Sleep optimization: 7-9 hours per night, non-negotiable. One night of poor sleep (4-5 hours) reduces insulin sensitivity by 30%. Donga and colleagues published this finding in Journal of Clinical Endocrinology & Metabolism (2010).
Stress management: Chronic stress drives cortisol, which raises blood sugar and worsens insulin resistance. Meditation, breathwork, yoga, nature exposure.

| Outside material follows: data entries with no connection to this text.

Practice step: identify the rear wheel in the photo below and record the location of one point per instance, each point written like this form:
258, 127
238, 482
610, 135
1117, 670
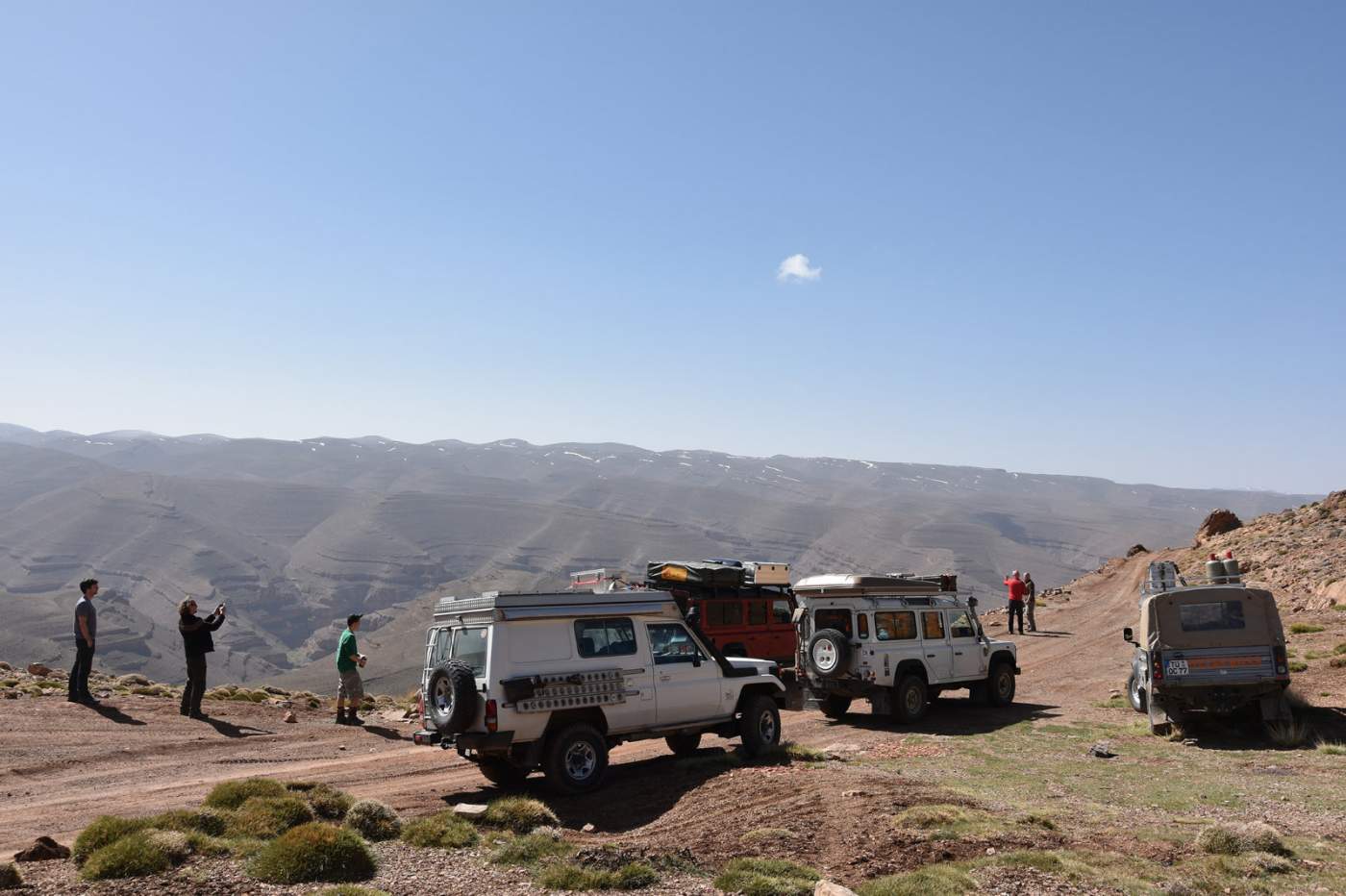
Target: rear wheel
910, 700
1000, 684
684, 744
502, 772
576, 759
835, 705
1136, 693
760, 730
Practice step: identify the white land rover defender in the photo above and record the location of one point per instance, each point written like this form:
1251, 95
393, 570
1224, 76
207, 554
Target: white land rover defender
897, 640
552, 681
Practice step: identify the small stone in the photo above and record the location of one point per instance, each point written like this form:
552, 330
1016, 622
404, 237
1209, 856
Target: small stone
470, 810
828, 888
43, 849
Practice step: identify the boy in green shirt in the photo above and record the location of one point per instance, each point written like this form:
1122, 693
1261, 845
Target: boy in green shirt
349, 662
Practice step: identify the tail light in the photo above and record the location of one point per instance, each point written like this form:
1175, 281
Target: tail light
491, 717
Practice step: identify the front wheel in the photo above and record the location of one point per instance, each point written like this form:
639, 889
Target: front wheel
1136, 693
502, 772
1000, 684
910, 700
576, 759
835, 705
684, 744
760, 730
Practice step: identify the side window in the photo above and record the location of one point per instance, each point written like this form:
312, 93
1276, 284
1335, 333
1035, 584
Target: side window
960, 625
670, 643
470, 647
897, 626
838, 619
605, 636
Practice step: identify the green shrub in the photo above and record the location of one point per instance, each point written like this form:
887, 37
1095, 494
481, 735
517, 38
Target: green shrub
518, 814
127, 858
374, 819
766, 878
232, 794
313, 853
932, 880
104, 831
329, 802
208, 821
268, 817
441, 831
531, 849
567, 876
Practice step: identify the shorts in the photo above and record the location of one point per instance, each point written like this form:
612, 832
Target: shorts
350, 686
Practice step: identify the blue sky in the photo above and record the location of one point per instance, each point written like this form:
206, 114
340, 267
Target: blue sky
1059, 236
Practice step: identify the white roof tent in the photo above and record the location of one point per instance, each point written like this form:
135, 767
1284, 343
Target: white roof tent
498, 606
892, 585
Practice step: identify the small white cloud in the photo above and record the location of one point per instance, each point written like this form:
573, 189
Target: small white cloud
796, 268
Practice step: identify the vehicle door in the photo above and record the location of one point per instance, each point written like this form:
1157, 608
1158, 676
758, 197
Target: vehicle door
968, 660
686, 683
935, 642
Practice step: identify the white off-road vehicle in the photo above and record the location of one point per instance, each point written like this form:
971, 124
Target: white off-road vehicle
552, 681
898, 642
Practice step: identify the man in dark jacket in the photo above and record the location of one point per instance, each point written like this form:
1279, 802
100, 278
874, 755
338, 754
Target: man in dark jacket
197, 642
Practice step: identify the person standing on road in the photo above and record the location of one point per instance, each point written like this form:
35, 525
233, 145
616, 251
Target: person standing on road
349, 662
1016, 591
197, 642
1032, 600
87, 629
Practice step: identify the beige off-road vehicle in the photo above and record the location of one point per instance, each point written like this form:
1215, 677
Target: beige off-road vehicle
1207, 646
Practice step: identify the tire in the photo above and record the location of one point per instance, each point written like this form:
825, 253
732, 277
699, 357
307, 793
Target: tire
835, 705
828, 654
910, 700
1136, 694
451, 697
1000, 684
760, 728
502, 772
684, 744
576, 759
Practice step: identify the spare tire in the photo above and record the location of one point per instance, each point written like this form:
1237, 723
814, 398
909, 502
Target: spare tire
451, 697
828, 654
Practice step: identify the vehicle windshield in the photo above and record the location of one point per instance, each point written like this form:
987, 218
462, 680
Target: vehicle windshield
470, 647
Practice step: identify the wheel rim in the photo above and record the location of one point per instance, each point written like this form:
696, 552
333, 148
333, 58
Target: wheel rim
443, 696
581, 760
766, 727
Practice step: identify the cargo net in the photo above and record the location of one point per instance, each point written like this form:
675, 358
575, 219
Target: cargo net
574, 690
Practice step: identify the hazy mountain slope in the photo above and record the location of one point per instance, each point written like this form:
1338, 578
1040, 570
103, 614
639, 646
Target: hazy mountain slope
295, 535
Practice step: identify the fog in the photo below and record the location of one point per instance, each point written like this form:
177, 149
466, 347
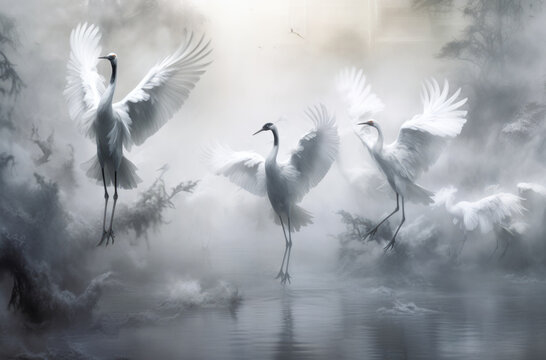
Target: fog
191, 246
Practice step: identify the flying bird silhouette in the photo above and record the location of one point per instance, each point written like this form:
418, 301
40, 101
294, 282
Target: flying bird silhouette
419, 143
140, 114
46, 146
492, 211
285, 183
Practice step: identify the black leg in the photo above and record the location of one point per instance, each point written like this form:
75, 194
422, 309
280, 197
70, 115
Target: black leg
372, 232
110, 231
104, 233
286, 275
280, 275
391, 243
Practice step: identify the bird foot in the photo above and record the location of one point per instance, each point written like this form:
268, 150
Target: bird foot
390, 245
107, 236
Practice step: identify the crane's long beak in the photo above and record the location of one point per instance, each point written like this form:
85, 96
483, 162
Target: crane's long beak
369, 122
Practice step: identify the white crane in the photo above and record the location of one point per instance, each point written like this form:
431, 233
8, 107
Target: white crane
419, 143
360, 102
140, 114
285, 183
492, 211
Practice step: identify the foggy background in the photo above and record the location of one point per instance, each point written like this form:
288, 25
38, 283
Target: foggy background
212, 243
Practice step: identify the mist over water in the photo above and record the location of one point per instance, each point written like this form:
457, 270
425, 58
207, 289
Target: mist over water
191, 273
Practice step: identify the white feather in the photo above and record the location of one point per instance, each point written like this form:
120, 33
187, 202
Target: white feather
163, 90
84, 85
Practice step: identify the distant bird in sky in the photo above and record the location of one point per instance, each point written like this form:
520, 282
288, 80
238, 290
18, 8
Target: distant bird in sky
419, 143
157, 97
492, 211
46, 146
285, 183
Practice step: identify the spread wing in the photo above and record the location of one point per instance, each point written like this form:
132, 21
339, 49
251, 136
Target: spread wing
244, 168
490, 211
361, 102
163, 90
84, 85
315, 153
421, 139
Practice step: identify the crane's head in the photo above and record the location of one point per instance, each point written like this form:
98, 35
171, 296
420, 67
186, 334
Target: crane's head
112, 57
369, 123
266, 127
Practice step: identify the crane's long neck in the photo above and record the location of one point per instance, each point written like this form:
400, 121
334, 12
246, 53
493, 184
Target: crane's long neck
272, 158
108, 95
114, 73
378, 146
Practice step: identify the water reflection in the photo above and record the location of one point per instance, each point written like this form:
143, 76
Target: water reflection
287, 346
345, 321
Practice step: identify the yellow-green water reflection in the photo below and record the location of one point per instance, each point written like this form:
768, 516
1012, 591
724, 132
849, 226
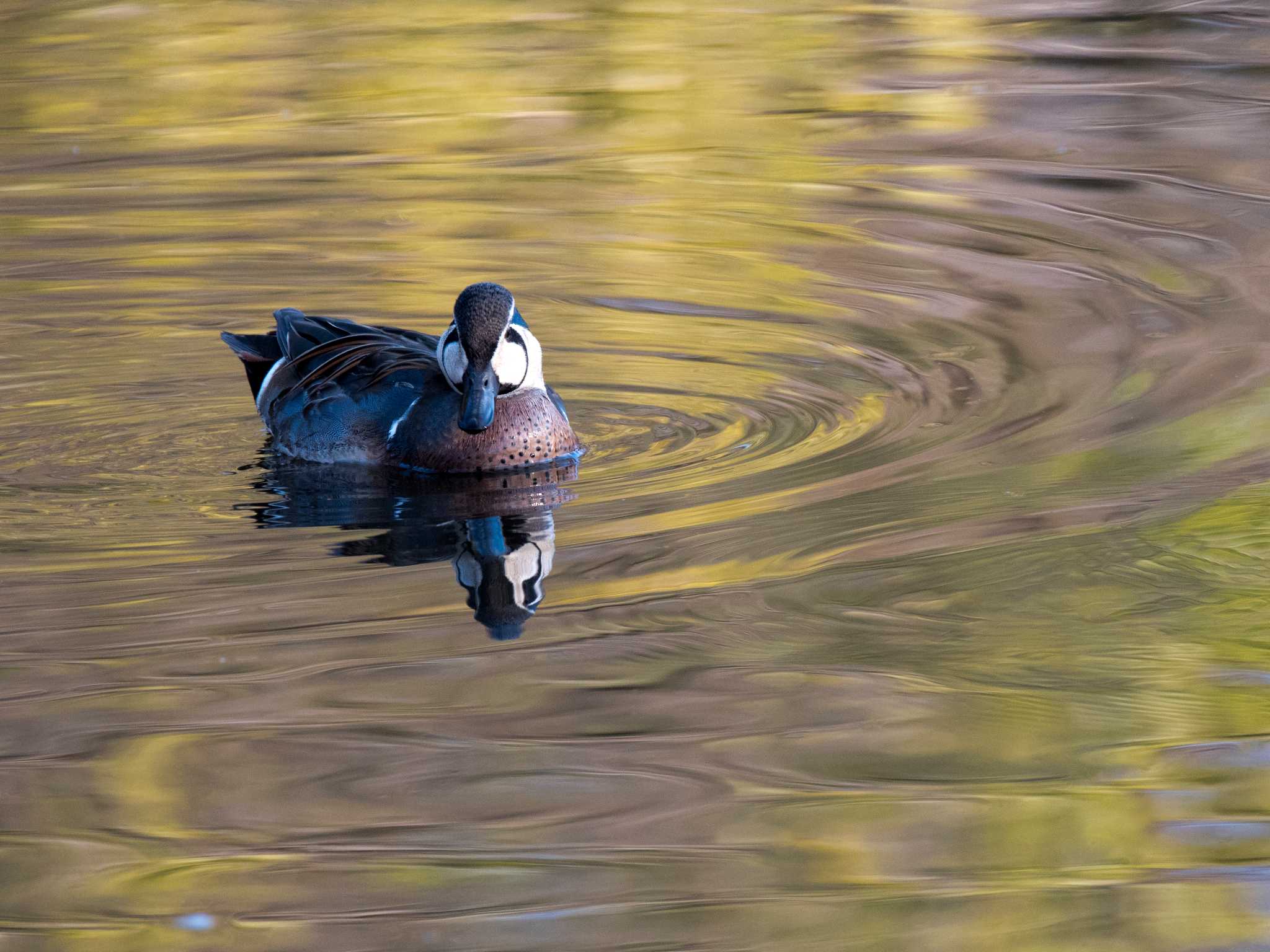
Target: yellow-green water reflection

Targeted supplements: - Berberine (500mg 2-3x daily): Lowers blood sugar and improves insulin sensitivity. Yin and colleagues published a meta-analysis in Metabolism (2008) showing effects comparable to metformin. - Chromium picolinate (200-400 mcg daily): Enhances insulin signaling at the receptor level. - Alpha-lipoic acid (300-600 mg daily): Improves insulin sensitivity and reduces oxidative stress. - Magnesium glycinate (400-500 mg daily): Required for insulin signaling. Deficiency, common in 50% of Americans, directly worsens insulin resistance. - Omega-3 fatty acids (2-3g EPA/DHA daily): Reduces inflammation that drives insulin resistance.
Insulin resistance is not subtle. It's not mysterious. It's measurable, identifiable, and reversible. Your fasting glucose may be "normal." But if your fasting insulin is high, you're on a path toward diabetes, cardiovascular disease, fatty liver, and accelerated aging. Catch it early. Test fasting insulin. Calculate HOMA-IR. Check your triglyceride/HDL ratio. These are cheap, widely available tests that most doctors simply don't order. If you have insulin resistance, you have a choice: intervene now with diet and lifestyle, or wait 10 years and manage diabetes with medication. Reduce carbs. Lift weights. Sleep 7-9 hours. Manage stress. Your cells will become sensitive to insulin again. The metabolic machinery isn't broken. It's overwhelmed. This is the most important metabolic marker you can optimize. Energy, weight, inflammation, hormones, longevity: everything downstream depends on insulin.